3. Slon daemons

The programs that actually perform Slony-I replication are the slon daemons.

You need to run one slon instance for each node in a Slony-I cluster, whether you consider that node a "master" or a "slave". On Windows™ when running as a service things are slightly different. One slon service is installed, and a seperate configuration file registered for each node to be serviced by that machine. The main service then manages the individual slons itself. Since a MOVE SET or FAILOVER can switch the roles of nodes, slon needs to be able to function for both providers and subscribers. It is not essential that these daemons run on any particular host, but there are some principles worth considering:

Warning

Do not run a slon that is responsible to service a particular node across a WAN link if at all possible. Any problems with that connection can kill the connection whilst leaving "zombied" database connections on the node that (typically) will not die off for around two hours. This prevents starting up another slon, as described in the FAQ under multiple slon connections.

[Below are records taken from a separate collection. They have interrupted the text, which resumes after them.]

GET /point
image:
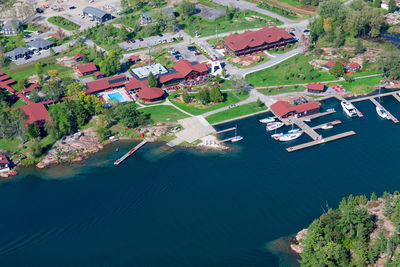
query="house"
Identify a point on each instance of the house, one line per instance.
(184, 70)
(146, 18)
(12, 27)
(79, 57)
(133, 59)
(36, 113)
(284, 109)
(315, 88)
(98, 75)
(96, 14)
(4, 164)
(40, 44)
(85, 69)
(19, 52)
(254, 41)
(151, 94)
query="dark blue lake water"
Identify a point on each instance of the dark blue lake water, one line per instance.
(191, 208)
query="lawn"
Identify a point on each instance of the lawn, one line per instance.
(281, 90)
(163, 113)
(235, 112)
(295, 70)
(362, 86)
(63, 23)
(223, 24)
(230, 98)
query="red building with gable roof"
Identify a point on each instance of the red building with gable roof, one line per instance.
(254, 41)
(284, 109)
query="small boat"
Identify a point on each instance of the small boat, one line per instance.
(327, 126)
(290, 137)
(237, 137)
(349, 109)
(267, 120)
(274, 125)
(381, 112)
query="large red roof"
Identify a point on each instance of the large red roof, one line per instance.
(35, 112)
(104, 84)
(150, 93)
(250, 39)
(87, 67)
(316, 86)
(282, 108)
(183, 68)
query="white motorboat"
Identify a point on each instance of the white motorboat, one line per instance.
(382, 113)
(349, 109)
(290, 136)
(327, 126)
(274, 125)
(267, 120)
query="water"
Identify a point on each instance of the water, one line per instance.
(190, 208)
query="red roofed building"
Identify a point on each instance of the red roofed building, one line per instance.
(4, 164)
(315, 88)
(254, 41)
(184, 70)
(85, 69)
(79, 57)
(36, 112)
(151, 94)
(284, 109)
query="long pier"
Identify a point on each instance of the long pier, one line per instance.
(322, 141)
(130, 152)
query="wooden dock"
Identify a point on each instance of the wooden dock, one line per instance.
(130, 152)
(335, 122)
(390, 116)
(226, 130)
(322, 141)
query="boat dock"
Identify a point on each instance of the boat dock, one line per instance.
(322, 125)
(130, 152)
(322, 141)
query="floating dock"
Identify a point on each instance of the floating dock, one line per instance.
(322, 141)
(130, 152)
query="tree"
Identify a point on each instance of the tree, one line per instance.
(186, 97)
(151, 80)
(215, 94)
(33, 130)
(337, 69)
(392, 6)
(204, 96)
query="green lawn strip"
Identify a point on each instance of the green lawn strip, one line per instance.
(281, 90)
(63, 23)
(235, 112)
(295, 70)
(223, 24)
(230, 98)
(163, 113)
(361, 86)
(18, 103)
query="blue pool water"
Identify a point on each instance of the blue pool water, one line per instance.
(116, 97)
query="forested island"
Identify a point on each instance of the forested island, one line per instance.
(360, 232)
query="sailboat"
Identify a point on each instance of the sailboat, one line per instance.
(379, 110)
(237, 137)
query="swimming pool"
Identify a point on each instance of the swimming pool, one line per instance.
(116, 97)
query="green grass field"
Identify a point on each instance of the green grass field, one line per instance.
(222, 24)
(163, 113)
(294, 70)
(230, 98)
(235, 112)
(63, 23)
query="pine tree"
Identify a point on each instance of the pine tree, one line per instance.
(151, 80)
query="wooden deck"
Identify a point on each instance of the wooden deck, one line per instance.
(322, 141)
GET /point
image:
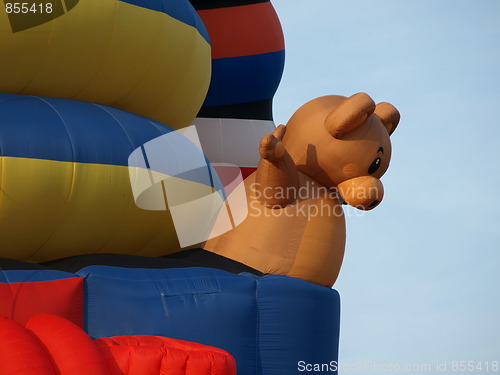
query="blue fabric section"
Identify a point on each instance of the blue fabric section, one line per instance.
(308, 327)
(72, 131)
(21, 276)
(245, 79)
(267, 323)
(181, 10)
(202, 305)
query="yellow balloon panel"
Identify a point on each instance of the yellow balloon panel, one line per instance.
(114, 53)
(76, 208)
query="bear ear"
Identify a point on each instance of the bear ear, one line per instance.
(389, 116)
(351, 113)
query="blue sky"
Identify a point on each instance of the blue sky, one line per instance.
(420, 281)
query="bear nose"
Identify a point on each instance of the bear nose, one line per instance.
(365, 192)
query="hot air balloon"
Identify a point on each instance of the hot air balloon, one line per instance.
(97, 124)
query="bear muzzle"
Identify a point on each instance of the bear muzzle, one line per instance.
(364, 193)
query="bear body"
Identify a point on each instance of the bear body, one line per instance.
(333, 150)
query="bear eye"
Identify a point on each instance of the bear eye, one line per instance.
(374, 166)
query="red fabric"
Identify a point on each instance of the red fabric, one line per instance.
(64, 297)
(243, 30)
(51, 345)
(72, 350)
(135, 355)
(21, 352)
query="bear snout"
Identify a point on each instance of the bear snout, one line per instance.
(364, 193)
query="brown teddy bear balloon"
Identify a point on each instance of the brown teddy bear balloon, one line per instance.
(333, 150)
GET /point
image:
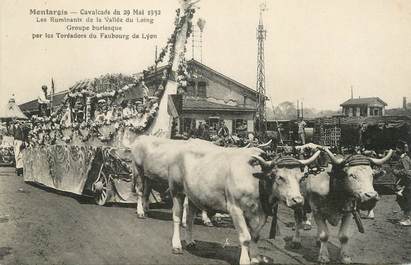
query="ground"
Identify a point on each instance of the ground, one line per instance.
(42, 226)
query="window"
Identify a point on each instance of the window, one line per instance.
(202, 89)
(212, 123)
(239, 125)
(188, 125)
(191, 89)
(376, 113)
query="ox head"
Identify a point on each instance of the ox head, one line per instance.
(354, 176)
(284, 175)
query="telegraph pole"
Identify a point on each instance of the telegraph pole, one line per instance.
(261, 96)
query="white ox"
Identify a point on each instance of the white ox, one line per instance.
(336, 195)
(219, 179)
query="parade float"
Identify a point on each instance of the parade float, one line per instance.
(11, 117)
(82, 146)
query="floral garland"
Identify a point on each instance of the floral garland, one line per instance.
(92, 128)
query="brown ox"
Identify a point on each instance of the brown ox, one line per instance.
(337, 195)
(219, 179)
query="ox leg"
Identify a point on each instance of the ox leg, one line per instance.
(296, 241)
(146, 195)
(138, 185)
(243, 233)
(185, 209)
(191, 212)
(323, 233)
(178, 200)
(256, 222)
(343, 236)
(206, 219)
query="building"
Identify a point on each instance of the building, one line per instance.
(210, 97)
(364, 107)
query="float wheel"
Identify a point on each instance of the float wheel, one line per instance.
(102, 190)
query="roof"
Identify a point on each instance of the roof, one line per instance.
(33, 105)
(364, 101)
(203, 104)
(254, 92)
(11, 110)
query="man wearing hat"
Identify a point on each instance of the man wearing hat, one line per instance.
(403, 173)
(43, 101)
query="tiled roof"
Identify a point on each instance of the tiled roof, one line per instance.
(203, 104)
(364, 101)
(33, 104)
(195, 62)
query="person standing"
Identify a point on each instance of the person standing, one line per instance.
(18, 147)
(301, 132)
(223, 132)
(43, 101)
(403, 173)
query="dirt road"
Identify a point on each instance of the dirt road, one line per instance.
(42, 226)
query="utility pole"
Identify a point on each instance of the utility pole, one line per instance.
(261, 36)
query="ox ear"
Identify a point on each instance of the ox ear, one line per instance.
(381, 161)
(259, 175)
(265, 165)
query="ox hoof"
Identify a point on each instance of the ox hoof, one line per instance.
(209, 224)
(296, 245)
(191, 246)
(345, 259)
(177, 251)
(323, 260)
(141, 216)
(307, 227)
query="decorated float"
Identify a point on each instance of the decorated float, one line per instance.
(81, 147)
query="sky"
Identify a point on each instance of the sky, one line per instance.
(315, 49)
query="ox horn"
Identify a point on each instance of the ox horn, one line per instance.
(266, 144)
(334, 159)
(311, 159)
(381, 161)
(248, 145)
(263, 163)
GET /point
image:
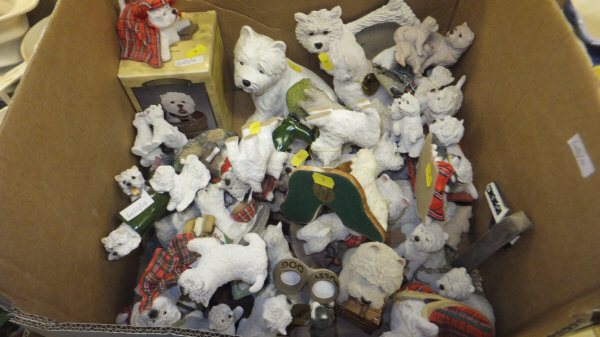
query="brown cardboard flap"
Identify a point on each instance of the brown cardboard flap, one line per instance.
(529, 89)
(66, 135)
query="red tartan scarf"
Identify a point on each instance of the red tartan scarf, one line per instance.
(165, 268)
(453, 319)
(140, 40)
(436, 208)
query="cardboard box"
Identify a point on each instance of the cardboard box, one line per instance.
(197, 69)
(529, 90)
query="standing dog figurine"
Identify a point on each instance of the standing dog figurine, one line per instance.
(262, 70)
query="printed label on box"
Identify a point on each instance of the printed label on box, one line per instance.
(581, 156)
(137, 207)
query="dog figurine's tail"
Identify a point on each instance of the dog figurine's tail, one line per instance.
(396, 11)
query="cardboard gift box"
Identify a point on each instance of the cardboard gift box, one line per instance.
(196, 76)
(531, 115)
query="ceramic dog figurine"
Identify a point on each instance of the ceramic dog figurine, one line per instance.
(220, 264)
(183, 186)
(147, 28)
(262, 70)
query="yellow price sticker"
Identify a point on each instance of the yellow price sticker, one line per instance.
(428, 175)
(295, 67)
(323, 180)
(254, 127)
(196, 51)
(299, 158)
(325, 61)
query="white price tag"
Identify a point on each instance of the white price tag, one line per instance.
(581, 156)
(137, 207)
(189, 61)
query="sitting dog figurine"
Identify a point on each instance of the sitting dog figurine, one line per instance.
(371, 273)
(222, 319)
(324, 33)
(339, 127)
(182, 187)
(220, 264)
(147, 28)
(132, 182)
(270, 315)
(262, 70)
(255, 155)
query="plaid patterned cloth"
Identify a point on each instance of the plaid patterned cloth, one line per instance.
(461, 321)
(436, 208)
(354, 240)
(140, 40)
(165, 268)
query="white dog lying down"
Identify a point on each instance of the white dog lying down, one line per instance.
(220, 264)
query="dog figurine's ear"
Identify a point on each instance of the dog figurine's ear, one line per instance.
(300, 17)
(246, 32)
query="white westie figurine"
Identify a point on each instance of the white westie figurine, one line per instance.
(164, 311)
(121, 241)
(447, 49)
(444, 102)
(132, 182)
(262, 70)
(438, 78)
(371, 273)
(255, 155)
(168, 22)
(222, 319)
(318, 233)
(448, 132)
(323, 32)
(220, 264)
(182, 187)
(178, 106)
(418, 34)
(407, 320)
(278, 247)
(270, 315)
(388, 154)
(211, 200)
(365, 169)
(458, 285)
(162, 131)
(424, 247)
(409, 128)
(339, 127)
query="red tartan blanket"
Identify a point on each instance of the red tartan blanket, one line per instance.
(140, 41)
(165, 268)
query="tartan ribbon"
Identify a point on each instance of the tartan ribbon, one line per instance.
(436, 208)
(165, 268)
(140, 40)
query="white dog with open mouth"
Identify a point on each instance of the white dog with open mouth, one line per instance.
(262, 70)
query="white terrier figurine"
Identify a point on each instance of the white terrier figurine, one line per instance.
(262, 70)
(339, 127)
(220, 264)
(409, 128)
(182, 187)
(323, 32)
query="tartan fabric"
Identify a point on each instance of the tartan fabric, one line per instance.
(165, 268)
(140, 40)
(436, 208)
(461, 321)
(354, 240)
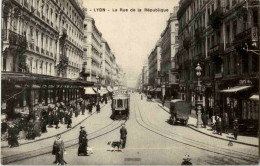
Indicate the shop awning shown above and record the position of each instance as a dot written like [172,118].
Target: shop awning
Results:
[158,89]
[235,89]
[109,89]
[102,91]
[152,90]
[254,97]
[89,91]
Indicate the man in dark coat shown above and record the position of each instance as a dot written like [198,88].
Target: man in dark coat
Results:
[123,135]
[235,128]
[83,143]
[98,108]
[13,136]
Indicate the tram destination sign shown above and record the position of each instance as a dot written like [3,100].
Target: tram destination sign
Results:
[120,92]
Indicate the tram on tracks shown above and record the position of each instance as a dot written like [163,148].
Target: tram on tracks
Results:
[120,104]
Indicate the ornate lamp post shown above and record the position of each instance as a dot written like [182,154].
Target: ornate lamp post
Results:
[199,102]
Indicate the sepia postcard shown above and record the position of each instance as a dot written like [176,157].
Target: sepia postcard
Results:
[130,82]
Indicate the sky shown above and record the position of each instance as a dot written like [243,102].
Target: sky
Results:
[131,35]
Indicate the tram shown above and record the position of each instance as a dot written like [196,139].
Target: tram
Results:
[120,104]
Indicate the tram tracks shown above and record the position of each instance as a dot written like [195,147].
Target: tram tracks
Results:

Historically, slon processes have been fairly fragile, dying if they encounter just about any significant error. This behaviour mandated running some form of "watchdog" which would watch to make sure that if one slon fell over, it would be replaced by another.

There are two "watchdog" scripts currently available in the Slony-I source tree:

The slon_watchdog2 script is probably usually the preferable thing to run. It was at one point not preferable to run it whilst subscribing a very large replication set where it is expected to take many hours to do the initial COPY SET. The problem that came up in that case was that it figured that since it hasn't done a SYNC in 2 hours, something was broken requiring restarting slon, thereby restarting the COPY SET event. More recently, the script has been changed to detect COPY SET in progress.

In Slony-I version 1.2, the structure of the slon has been revised fairly substantially to make it much less fragile. The main process should only die off if you expressly signal it asking it to be killed.

A new approach is available in the Section 19.3 script which uses slon configuration files and which may be invoked as part of your system startup process.